Осень в Белграде – хуже нет, это я про позднюю осень, уже почти зиму, когда тротуары застланы мокрыми листьями, моросит дождь и серые фасады, которые в доброе время года укрыты за высокими платанами, бесстыдно оголены до каждого пятна осыпавшейся штукатурки. Я шла на работу по неровной мостовой, и, держась за перила, спускалась по скользкой лестнице, по выщербленным ступенькам, которые вели мимо автобусной остановки к рынку. Мне надо было пройти немного: расстояние для москвички и вовсе плевое, ну, минут 15 от силы ходу, и по дороге меня ждал оазис покоя – гостиница «Прага» с кожаными креслами, где я выпивала чашку кофе перед последним переходом к месту службы. Иногда, только выйдя из старомодных дверей отеля, с трудом борола в себе желание лечь прямо на тротуар, на мокрые листья, свернуться в позу эмбриона и заснуть.
Два года спустя, в один из частых своих приездов в уже возлюбленный город, я случайно оказалась на той же улице. Свернула к автобусной остановке и начала спускаться по лестнице, как вдруг резкая боль в животе схватила меня, да так, что я согнулась, едва удержавшись за перила рукой. Вот как долго и крепко связаны между собой место и боль.
Бессмысленная работа, чужой язык и потери.

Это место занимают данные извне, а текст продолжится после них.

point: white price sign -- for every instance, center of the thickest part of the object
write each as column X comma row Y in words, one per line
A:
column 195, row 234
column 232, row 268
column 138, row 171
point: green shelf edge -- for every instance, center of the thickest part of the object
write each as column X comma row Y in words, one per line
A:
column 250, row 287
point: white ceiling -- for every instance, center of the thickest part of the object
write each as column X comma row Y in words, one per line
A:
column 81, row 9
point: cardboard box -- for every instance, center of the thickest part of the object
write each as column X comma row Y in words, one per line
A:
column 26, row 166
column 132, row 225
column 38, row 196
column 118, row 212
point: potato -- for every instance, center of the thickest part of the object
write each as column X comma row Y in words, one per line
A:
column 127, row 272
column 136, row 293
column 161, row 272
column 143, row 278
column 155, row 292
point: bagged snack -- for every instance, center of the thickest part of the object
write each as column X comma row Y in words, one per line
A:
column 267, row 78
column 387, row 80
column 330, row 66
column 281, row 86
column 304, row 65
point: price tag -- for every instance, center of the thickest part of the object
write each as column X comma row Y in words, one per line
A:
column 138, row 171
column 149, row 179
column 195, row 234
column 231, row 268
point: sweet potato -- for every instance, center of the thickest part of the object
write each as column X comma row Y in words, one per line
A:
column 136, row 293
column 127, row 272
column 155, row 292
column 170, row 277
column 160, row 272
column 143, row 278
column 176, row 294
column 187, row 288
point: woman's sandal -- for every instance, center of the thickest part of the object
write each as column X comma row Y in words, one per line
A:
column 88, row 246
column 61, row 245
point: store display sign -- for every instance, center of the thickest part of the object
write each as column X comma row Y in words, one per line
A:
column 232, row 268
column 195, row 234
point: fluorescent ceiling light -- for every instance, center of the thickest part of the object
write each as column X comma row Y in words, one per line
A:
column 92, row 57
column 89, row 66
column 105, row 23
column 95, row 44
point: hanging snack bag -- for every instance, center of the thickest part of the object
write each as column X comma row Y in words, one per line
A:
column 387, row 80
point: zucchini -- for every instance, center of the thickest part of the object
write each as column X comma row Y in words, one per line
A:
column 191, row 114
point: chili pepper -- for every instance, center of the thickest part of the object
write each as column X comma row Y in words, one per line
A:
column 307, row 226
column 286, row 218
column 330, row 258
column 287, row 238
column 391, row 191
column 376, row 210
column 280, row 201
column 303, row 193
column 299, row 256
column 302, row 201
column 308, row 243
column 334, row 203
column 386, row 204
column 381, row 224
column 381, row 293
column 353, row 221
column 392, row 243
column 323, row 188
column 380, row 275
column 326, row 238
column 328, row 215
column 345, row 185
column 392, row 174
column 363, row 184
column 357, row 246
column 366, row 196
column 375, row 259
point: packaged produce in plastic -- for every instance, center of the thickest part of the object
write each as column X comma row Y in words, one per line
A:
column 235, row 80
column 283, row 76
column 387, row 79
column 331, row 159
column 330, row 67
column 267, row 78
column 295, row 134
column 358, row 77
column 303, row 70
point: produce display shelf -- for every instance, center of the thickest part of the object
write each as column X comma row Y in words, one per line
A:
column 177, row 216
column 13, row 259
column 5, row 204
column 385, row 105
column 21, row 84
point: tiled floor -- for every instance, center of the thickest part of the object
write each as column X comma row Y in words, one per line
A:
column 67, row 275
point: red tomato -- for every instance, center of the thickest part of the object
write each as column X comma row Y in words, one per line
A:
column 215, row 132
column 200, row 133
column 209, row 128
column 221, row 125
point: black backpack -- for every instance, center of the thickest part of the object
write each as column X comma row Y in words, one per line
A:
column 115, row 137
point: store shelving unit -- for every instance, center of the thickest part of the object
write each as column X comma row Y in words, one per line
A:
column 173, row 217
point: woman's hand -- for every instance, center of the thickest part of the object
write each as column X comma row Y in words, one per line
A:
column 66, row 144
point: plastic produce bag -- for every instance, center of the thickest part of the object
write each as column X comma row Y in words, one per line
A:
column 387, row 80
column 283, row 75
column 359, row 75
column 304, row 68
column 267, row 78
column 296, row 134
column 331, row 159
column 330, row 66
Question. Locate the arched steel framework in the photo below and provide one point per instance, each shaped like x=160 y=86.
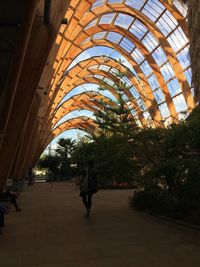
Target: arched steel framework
x=54 y=59
x=83 y=30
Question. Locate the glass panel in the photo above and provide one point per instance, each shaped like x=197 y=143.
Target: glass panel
x=107 y=19
x=141 y=104
x=134 y=92
x=159 y=56
x=181 y=7
x=137 y=4
x=177 y=39
x=93 y=67
x=153 y=9
x=123 y=21
x=145 y=67
x=127 y=44
x=164 y=110
x=147 y=115
x=137 y=56
x=150 y=42
x=99 y=77
x=114 y=37
x=153 y=82
x=184 y=57
x=104 y=67
x=159 y=96
x=166 y=23
x=92 y=23
x=109 y=81
x=115 y=1
x=188 y=75
x=98 y=3
x=167 y=71
x=174 y=87
x=179 y=102
x=138 y=29
x=99 y=35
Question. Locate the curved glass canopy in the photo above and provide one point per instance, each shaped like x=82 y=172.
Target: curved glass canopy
x=147 y=40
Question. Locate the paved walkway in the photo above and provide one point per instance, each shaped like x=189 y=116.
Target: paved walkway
x=52 y=231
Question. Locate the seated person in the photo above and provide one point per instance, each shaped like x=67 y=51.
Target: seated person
x=12 y=196
x=3 y=210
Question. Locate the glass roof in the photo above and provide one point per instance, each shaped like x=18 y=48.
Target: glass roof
x=151 y=35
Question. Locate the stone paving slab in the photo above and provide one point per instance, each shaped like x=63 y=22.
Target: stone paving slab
x=52 y=231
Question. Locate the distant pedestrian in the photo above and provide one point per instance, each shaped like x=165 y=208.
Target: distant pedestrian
x=88 y=186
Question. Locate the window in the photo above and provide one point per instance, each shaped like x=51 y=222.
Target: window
x=179 y=102
x=138 y=29
x=123 y=21
x=137 y=56
x=167 y=71
x=164 y=110
x=107 y=19
x=159 y=56
x=153 y=82
x=114 y=37
x=174 y=87
x=184 y=57
x=127 y=45
x=145 y=67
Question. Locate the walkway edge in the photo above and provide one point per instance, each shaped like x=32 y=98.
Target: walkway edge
x=187 y=225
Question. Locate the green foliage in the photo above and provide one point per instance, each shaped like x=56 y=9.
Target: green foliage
x=174 y=168
x=64 y=150
x=50 y=162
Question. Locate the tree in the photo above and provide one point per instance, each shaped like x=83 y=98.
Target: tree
x=50 y=162
x=64 y=150
x=116 y=118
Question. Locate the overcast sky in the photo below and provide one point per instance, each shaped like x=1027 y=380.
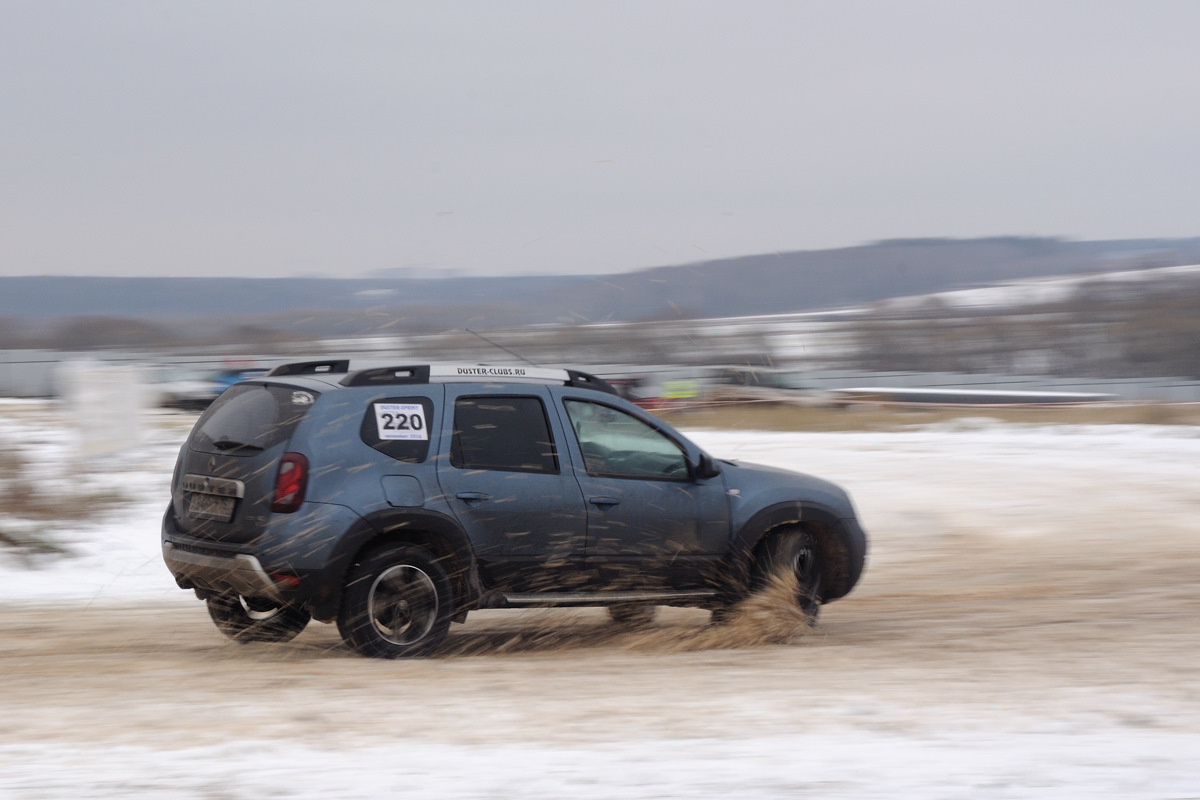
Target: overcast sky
x=287 y=138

Потери уже невозможно было даже сосчитать.
А главное, я перестала писать. Выходили и переиздавались книги, я барабанила каждый день в фейсбуке, словно пытаясь удержать распадающиеся связи, еще дышал где-то внутри последний роман, – я же не утратила ремесла, я правила, редактировала, адаптировала его для детей и для сцены, – видит Бог, за эти три года я писала не покладая рук. Но это все было ремесло.
Ни одной толковой строчки за три года. Нет, был один текст, небольшой, но стоящий. Мне ведь лучше всего удается фиксировать эмоции. Вот я и зафиксировала. Тоска, ностальгия, бесплодие. Рассказ я назвала «Скитница». Хорошее название. По-сербски так называют бродячую собачку. История о том, как я ее не подобрала. Куда мне? Кто я сама такая, если не скитница. Запомните это слово, оно еще отзовется в этом повествовании, оно еще ударит меня в сердце.
А я и смирилась. В конце концов, кто в русской литературе продолжал писать, оказавшись в эмиграции? Только Набоков и Бунин. Набоков разорвал связь, а Бунин только ее и теребил.